On June 1, the band will open a show for national recording band Rusted Root and locals Mysterytrain.
“We have a distinct sound we like to call ‘reggae /jam,’ ” lead singer Crissee Gordon said. “We stand out a little more than typical bar bands. Also reggae bands usually have male vocalists, so having a female singer changes it up a bit. ... We are all really good friends and I think you can see and feel that in our music, everyone communicates really well which makes for some really tight jams.”
Gordon channels a young Gwen Stefani, perhaps with a bit more soul in her chops. Her voice is cute and feminine, but there is substantial power in her lungs, and when she wails, she can belt out notes with the most accomplished of vocalists.

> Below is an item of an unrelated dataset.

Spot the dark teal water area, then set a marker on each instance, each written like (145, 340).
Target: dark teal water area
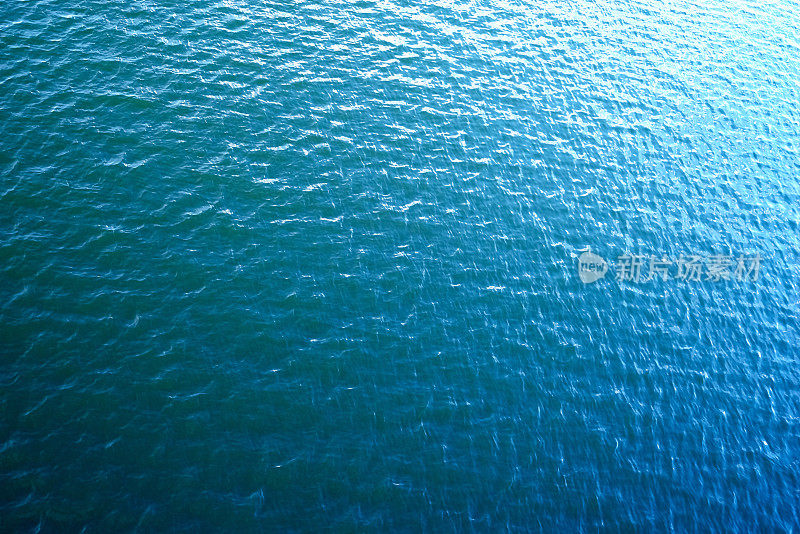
(301, 265)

Bass player Ed Colby plays catchy licks fluently and soundly. Eric Milinchuk fills the roles of backup singer and lead and rhythm guitar flawlessly, and he comes to the stage with an arsenal of tasty licks, some strangely reminiscent of Modest Mouse, in that they’re catchy, yet a little dark and spooky as well.
Drummer Matt Price (also of Rubix Cubed and Judgement Shall Pass) sits at the kit. Percussionist/bongo player Ethan Roberts keeps the classic reggae jam vibe strong with his rhythms. Keyboard player Eric Kapusta (also of the Nightcrawlers and the Insomniacs) fills out the sound with gusto.
Together they play the songs they love with deep affection and blessed originality, and, unlike other jam bands, they don’t overdo it. The Perkolators rock out appropriately and end the songs before they lose momentum, and they have a knack for removing the repitition the reggae genre is known for.
The idea started when Milinchuk had an epiphany: “I’ve been playing music for years and what music does everyone naturally start dancing to? Reggae!”
He enlisted his friends and set off to make Happy Valley a safer place for reggae and rock.
“This project is a way for me to ... channel the energy and message of reggae to a vast range of people,” Milinchuk added. “We try to cover songs that haven’t been covered in town before or play originals and with both put a lot of jam emphasis on the songs. We are a bar band that border the line of jam band.”
Local concertgoer Charles Brown couldn’t contain his excitement: “I’m thrilled that The Perkolators are bringing the reggae back to State College.”
In that he is not alone.
“I like the energy that The Perkolators bring to a crowd,” fan Duane Green said. “They play a mix of fresh originals, beloved covers and some off-genre songs that they make their own. It’s refreshing to see something new in State College.”
“Hopefully ... we get a good fan base, and with luck we will release an LP by the end of the summer,” Milinchuk said. “We will continue to provide State College with a way for someone to go to show and have a lot of fun.”